Logan_Buffa · March 14, 2025, 6:33pm

I’ve noticed that across the records I’ve input into Leo, virtually all of them have a minor error: the word “ye” (which is stylized as a Y with an e written above it) is immediately corrected to “the.” This makes sense, given they essentially mean the same thing in context, but it’s still a consistent error.

Jon · March 14, 2025, 8:45pm

Thanks Logan. What’s going on here is that the transcription convention which predominates in the training data is to render þ (thorns, pronounced “th”), which appeared in early modern English manuscripts as y, in the italicized form “th”.

It’d be good to get feedback on whether this is desirable behavior from those who are experienced with these kinds of manuscripts. What do you think @NoahMillstone @Adam_B_Forsyth @Declan_Noble or others?

It might be a bit tricky to change because ye is homonymic, referring also to the second-person plural version of you. So if we cleaned the data we’d need to find a way to differentiate between these two different usages.

NoahMillstone · March 15, 2025, 9:32pm

Hi Jon, I think it really depends what you think users are going to be using the transcriptions for. If they are mostly going to be reading it or searching through text for words, a semi-diplomatic transcription would probably do. On MPESE we did semi-diplomatic (by hand, of course): Manuscript Pamphleteering in Early Stuart England

On the other hand, I think (1) certain sorts of literary critics and (2) people trying to do digital humanities work with big data sets of text will want transcriptions that are TOTALLY FAITHFUL to the text in a way that historians mostly don’t need.

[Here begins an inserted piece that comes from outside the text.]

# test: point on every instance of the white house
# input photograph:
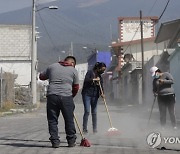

At MPESE we marked up in XML according to TEI [https://tei-c.org] conventions in a pretty light-touch way, but the people working on e.g. the John Donne project used to tag EVERYTHING. If you want Leo to create transcripts that could serve as a basis for people to do TEI tagging, you need for it to preserve as many of the features of the page as possible, thorns included.

I, personally, do not care about thorns and am happy with the or [th]e or whatever. But textual editors will care a lot.

Jon · March 16, 2025, 5:34pm

This is very helpful to know! We’ve been experimenting with tagging in order to deal with inconsistencies in the training data, so that if we have a particular set of transcriptions that, say, don’t preserve strikethroughs or interlineal additions, we can tell the model what to expect. This is making me think that we could perhaps build on this to try to get Leo to produce (its best attempt at) both diplomatic and semi-diplomatic transcripts.